Analysis

Editable (wiki) version of this page

The tabbed dialog available with Tools : Statistics : Analysis in SuperMemo provides graphs and tables that illustrate the current state of the learning process in the currently opened collection.

The following tabs are available in the Analysis dialog box:

Distributions
Forgetting curves
3-D Curves
Graphs
3-D Graphs
Approximations
Matrices
Use

In addition to Analysis, SuperMemo provides multiple other analytical tools.

Distributions

Intervals - distribution of inter-repetition intervals in a given collection. By changing the setting of the combo box at the bottom of the dialog, you can see interval distributions for all elements in the collection, for only items, and for only topics.

A-Factors - distribution of A-Factors in a given collection. The distribution itself is not used in Algorithm SM-11, and merely results from it. Note that topics and items use different A-Factor categories. Choose Items only or Topics only at the bottom to see distributions for items or topics. If you choose All elements you will see a less meaningful conglomerate distribution indexed by A-Factor category number.

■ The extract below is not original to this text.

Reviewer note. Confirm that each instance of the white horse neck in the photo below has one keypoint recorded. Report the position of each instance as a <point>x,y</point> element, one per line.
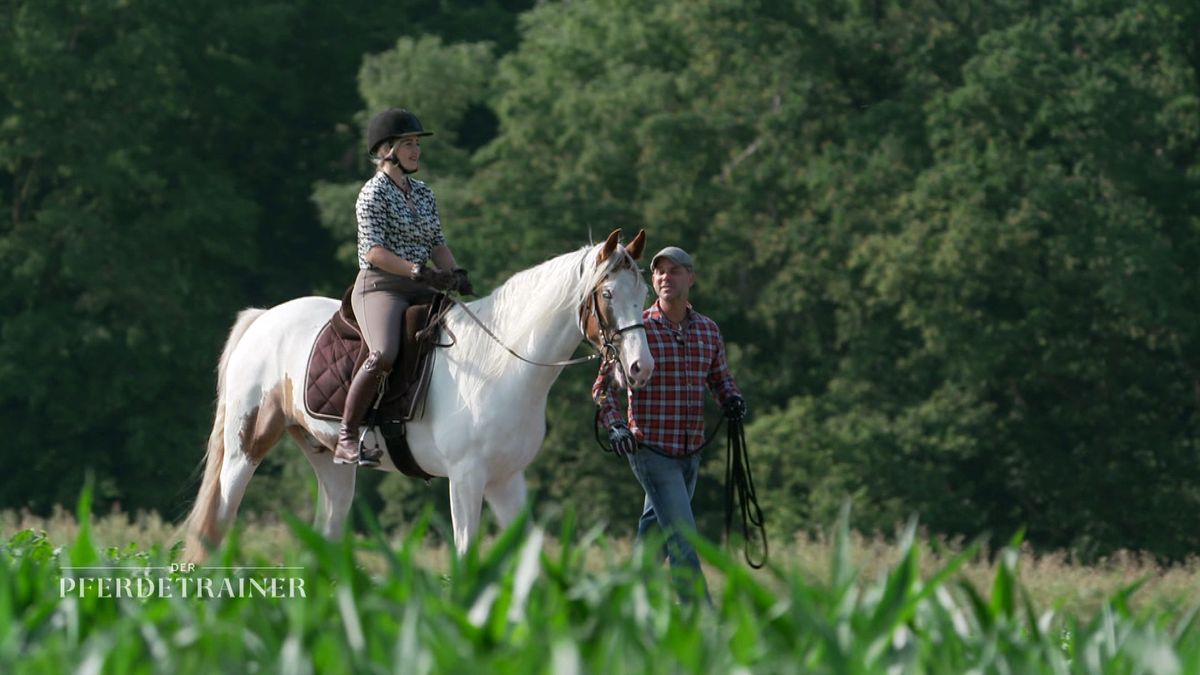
<point>535,314</point>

Repetitions - distribution of the number of repetitions of items or topics in a given collection; only memorized elements are considered in the distribution, i.e. there is no zero-repetitions category.

Lapses - distribution of the number of times particular items in the collection have been forgotten; only memorized elements are considered. You should never have more than 10% of items with more than 3-4 lapses. If this is not the case, you should re-examine the way in which you formulate items (see 20 Rules). As topics are never "forgotten" at repetition time, there are no lapses listed in Lapses if you select Topics only in the element type combo box.

Forgetting Curves

400 forgetting curves are independently plotted in order to compute the RF matrix in Algorithm SM-11. These correspond to twenty repetition number categories and twenty A-Factor categories. For data representation convenience, the columns of the RF matrix for the first repetition are indexed by the number of memory lapses rather than by the A-Factor. By choosing a proper combination of tabs at the bottom of the graph, you can select a forgetting curve of interest. Horizontal axis represents time expressed as: (1) U-Factor, i.e. the ratio of subsequent inter-repetition intervals, or (2) days (only for the first repetition). Vertical axis represents knowledge retention in percent.

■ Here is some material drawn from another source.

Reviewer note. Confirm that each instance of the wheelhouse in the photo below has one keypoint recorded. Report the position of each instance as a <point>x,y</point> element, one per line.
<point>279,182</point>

Blue circles in the picture represent data collected during repetitions. The larger the circle, the greater the number of repetitions recorded. The red curve corresponds with the best-fit forgetting curve obtained by exponential regression. For ill-structured material the forgetting curve is crooked, i.e. not exactly exponential. The horizontal green line corresponds with the requested forgetting index, while the vertical green line shows the moment in time in which the approximated forgetting curve intersects with the requested forgetting index line. This moment in time determines the value of the relevant R-Factor, and indirectly, the value of the optimum interval. For the first repetition, R-Factor corresponds with the first optimum interval. The values of O-Factor and R-Factor are displayed at the top of the graph. They are followed by the number of repetition cases used to plot the graph. At the beginning of the learning process, there is no repetition history and no repetition data to compute R-Factors. It will take some time before your first forgetting curves are plotted. For that reason, the initial value of the RF matrix is taken from the model of a less-than-average student. The model of average student is not used because the convergence from poorer student parameters upwards is faster than the convergence in the opposite direction. The Deviation parameter displayed at the top tells you how well the negatively exponential curve fits the data. The lesser the deviation, the better the fit. The deviation is computed as a square root of the average of squared differences (as used in the method of least squares).

3-D Curves

These graphs show the forgetting curves in 3 dimensions. There are 20 graphs available with A-Factor tabs at the bottom. Each graph corresponds to a different A-Factor (from 1.2 to 6.9). The X axis represents time (as in Forgetting curves). The Y axis represents repetition category (roughly corresponding to the repetition number). The vertical Z axis represents retention in percent (i.e. how much is remembered at a given moment in time). For better visibility, you can rotate 3-D forgetting curves with Rotate, or smooth them with Smooth. Rotate swings the graph on its Z axis by 90 degrees clockwise (as viewed from above). This means that X and Y axes get swapped. Note that smoothing proceeds along the Y axis. This makes it possible to align incompletely plotted forgetting curves from different repetition categories. However, once you click Rotate, Y axis smoothing will produce a different result (e.g. after the first Rotate, smoothing will reduce kinks along the repetition categories). For the best illustration of the forgetting process, smooth the graph before you rotate it.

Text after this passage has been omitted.